With a politics degree and Values and Public Life (VPL) certificate in hand, Eleanor Roberts graduated from Princeton in 2015 and headed to Cambridge, Massachusetts to develop a local branch of the Petey Greene Program. Founded in New Jersey in 2007, the Petey Greene Program seeks to supplement education in correctional institutions by preparing volunteers, primarily college students, to provide free, quality tutoring and related programming to support the academic achievement of incarcerated people. It opened its MA office in 2014, and one year later, tasked Roberts with running and expanding the operation. “It was daunting and exhilarating,” she said.
“I dove in head first, learning to navigate prison bureaucracies, to single handedly manage a non-profit region, and to develop training materials. There was a steep learning curve, as I fought to make the program bigger, establish best practices, improve our data-tracking system, and make the experience as meaningful as possible for volunteers and incarcerated students alike.” To expand the program to neighboring Rhode Island, Roberts recruited the help of students at Brown, and within six months they accomplished their goal. “That first year was exhausting,” said Roberts, “but in the end there were more tutors than I had hoped for, and we were able to provide quality tutoring to more students than we anticipated.”
Roberts reported a successful start to her second year, particularly with the addition of two “stellar” full-time team members. The [MA] program received praise for achieving the best balance between quality and quantity of any of the Petey Greene Programs. “The other programs are still great!” said Roberts, “but, after a lot of grueling work, I have to brag a little.”
Roberts’ work in VPL focused on Global Justice and Human Rights; she fulfilled the program requirement of choosing a thematic focus with the politics course “POL 380: Human Rights” and with another course that she transferred from her study abroad program in Cuba.
Participation in study abroad contributed to the development of Roberts’ [politics] thesis: “Unaccompanied Alien Minors from Central America: For Expanding U.S. Immigration Protections”, which explored the dimensions of the United States’ obligation to unaccompanied minor immigrants from Central America.
Laurance S. Rockefeller Professor of Politics and the University Center of Human Values and VPL Director, Anna Stilz, served as Roberts’ advisor. Stilz, who teaches a VPL seminar on the “Ethics of Borders and Migration” (which will be offered again in the 2017-18 academic year), has a particular interest in migration issues so she was the ideal advisor for Roberts’ research. According to Professor Stilz, “from the very beginning, Eleanor stood out as someone who combined a passion for social justice with a commitment to serious theoretical inquiry.”

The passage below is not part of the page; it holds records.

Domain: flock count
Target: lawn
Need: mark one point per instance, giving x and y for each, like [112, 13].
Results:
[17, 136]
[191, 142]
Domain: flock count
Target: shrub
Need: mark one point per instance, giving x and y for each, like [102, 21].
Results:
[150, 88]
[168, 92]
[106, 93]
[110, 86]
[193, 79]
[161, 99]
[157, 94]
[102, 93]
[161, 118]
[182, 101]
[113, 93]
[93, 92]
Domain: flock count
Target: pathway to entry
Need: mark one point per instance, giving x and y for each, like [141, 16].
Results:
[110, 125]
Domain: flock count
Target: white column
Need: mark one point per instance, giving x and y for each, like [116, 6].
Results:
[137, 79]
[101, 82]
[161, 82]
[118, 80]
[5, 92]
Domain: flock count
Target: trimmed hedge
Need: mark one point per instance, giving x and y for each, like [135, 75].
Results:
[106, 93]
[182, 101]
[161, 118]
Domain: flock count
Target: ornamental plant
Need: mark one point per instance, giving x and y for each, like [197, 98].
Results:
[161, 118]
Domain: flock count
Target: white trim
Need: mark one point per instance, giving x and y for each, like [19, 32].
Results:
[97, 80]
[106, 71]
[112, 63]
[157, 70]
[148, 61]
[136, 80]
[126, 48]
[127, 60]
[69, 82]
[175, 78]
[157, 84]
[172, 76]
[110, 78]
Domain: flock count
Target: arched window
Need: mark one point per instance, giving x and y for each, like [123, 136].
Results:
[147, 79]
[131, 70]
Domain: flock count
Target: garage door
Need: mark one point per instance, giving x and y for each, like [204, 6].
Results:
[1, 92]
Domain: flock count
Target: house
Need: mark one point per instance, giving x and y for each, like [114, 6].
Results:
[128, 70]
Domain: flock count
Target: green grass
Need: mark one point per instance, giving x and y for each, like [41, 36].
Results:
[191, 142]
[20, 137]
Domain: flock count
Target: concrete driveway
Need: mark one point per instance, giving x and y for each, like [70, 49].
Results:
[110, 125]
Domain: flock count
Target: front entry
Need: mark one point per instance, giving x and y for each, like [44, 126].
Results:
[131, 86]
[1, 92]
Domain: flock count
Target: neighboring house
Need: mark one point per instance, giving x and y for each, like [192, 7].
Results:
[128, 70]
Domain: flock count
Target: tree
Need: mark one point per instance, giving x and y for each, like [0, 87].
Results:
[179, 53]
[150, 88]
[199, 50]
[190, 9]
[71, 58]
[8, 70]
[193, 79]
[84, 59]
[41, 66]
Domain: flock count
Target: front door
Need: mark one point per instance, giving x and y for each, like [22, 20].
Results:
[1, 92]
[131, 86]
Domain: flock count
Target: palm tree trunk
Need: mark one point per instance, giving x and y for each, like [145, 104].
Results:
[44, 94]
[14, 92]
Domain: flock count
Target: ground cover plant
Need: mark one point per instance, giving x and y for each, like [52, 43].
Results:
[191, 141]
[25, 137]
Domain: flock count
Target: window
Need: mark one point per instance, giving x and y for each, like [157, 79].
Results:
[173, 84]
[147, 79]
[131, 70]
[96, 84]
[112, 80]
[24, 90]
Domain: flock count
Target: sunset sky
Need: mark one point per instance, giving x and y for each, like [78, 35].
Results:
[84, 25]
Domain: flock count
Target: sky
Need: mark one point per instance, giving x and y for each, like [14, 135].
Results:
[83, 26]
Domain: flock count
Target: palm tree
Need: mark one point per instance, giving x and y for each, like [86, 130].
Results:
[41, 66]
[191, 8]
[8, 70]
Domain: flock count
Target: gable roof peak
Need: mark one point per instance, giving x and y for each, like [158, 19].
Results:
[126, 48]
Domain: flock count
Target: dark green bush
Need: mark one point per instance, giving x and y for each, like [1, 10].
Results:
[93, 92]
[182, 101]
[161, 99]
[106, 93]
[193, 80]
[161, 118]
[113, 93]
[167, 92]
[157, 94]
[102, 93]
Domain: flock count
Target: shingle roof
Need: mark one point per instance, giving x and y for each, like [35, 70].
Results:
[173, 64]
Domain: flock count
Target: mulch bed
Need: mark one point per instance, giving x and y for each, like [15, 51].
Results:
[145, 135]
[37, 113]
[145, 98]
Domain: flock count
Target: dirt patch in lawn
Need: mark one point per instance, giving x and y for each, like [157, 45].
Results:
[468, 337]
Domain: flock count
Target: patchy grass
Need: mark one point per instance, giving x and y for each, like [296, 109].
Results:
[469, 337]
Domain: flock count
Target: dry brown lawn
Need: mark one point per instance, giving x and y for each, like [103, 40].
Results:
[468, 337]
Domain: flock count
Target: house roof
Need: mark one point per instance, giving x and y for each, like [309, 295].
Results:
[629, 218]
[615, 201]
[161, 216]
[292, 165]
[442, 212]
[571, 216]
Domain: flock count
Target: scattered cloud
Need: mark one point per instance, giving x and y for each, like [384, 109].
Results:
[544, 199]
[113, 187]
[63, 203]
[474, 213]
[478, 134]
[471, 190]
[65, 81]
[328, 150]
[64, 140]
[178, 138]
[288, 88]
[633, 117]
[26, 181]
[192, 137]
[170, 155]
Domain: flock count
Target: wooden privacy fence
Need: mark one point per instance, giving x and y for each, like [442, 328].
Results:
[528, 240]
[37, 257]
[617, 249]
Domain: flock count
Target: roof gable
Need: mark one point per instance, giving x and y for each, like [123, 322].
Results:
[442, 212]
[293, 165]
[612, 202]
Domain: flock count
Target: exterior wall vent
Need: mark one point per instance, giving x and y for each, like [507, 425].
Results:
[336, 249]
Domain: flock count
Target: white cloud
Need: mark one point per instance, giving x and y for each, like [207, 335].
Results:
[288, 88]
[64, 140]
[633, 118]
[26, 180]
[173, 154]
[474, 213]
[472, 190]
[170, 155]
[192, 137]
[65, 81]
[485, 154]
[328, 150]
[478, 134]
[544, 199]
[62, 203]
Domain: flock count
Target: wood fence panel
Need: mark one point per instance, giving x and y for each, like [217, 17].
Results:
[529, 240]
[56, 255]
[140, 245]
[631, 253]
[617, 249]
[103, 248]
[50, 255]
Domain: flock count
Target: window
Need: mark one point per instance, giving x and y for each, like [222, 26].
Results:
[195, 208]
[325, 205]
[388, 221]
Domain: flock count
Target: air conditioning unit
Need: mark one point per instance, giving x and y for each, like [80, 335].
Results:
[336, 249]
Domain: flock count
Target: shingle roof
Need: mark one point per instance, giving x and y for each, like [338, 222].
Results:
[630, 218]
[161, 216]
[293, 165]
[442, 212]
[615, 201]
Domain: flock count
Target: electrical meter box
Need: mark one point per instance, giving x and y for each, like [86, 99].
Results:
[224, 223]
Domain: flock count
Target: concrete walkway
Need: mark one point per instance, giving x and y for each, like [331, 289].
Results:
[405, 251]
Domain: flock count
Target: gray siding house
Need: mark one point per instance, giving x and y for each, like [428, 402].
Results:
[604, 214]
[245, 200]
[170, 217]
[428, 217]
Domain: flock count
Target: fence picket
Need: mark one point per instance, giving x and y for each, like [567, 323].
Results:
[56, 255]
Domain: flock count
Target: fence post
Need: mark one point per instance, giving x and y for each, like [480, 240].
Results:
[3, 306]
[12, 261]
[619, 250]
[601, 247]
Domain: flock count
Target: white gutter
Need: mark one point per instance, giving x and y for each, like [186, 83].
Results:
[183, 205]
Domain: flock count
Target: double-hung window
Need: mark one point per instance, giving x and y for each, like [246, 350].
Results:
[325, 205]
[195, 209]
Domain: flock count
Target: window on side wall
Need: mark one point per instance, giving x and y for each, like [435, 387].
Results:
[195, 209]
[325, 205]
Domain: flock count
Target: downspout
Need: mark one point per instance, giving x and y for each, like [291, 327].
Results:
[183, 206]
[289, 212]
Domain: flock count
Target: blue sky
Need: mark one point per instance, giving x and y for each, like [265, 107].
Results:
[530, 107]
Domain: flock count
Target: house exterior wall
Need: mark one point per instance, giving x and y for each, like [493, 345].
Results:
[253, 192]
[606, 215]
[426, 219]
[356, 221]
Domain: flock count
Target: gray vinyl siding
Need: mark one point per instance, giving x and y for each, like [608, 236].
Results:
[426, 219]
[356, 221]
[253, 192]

“My thesis has helped me continue growing as an activist. Princeton helped me start [and] direct my focus towards social change, and the relationships I formed over the past five years led me to this topic,” Roberts wrote in her thesis dedication.
Illustrated in her dedication and in the progress of her career, Roberts’ path exemplifies what is at the core of the VPL certificate: integrating a critical value perspective into students’ future studies and pursuits.
Joined by Graduate Prize Fellow (GPF) Emad Atiq and fellow 2015 VPL alumni Elena DiRosa, Cameron Langford, and Yaniv Sapir, Roberts returned to campus in the fall to speak about her post-graduation life at a VPL reception and career conversation. Panelists spoke about their career paths, and specifically if and how they were able to incorporate a values-driven perspective into their pursuits and/or interaction with the world
Following her visit to Princeton and wrapping up the fall, Roberts updated friends via an online letter and claimed that although Cambridge's winter has been kind this year, she escaped to real warmth over the New Year break on a trip to visit a college friend in Goa, India.
In addition to visiting her cousin and college friends in other parts of India, “I spent most of my time there on beaches, in temples, and trying endless Indian dishes with my brilliant friend Vij,” said Roberts. “Also, I read My Brilliant Friend, which reinforced how amazing friends and books are.”
After being away for so long, Roberts “headed back to Cambridge, the city-town I'm happy to call home. Moving to Cambridge has been a great adventure, and an inspiring place to live during all the political upheaval from this past election.”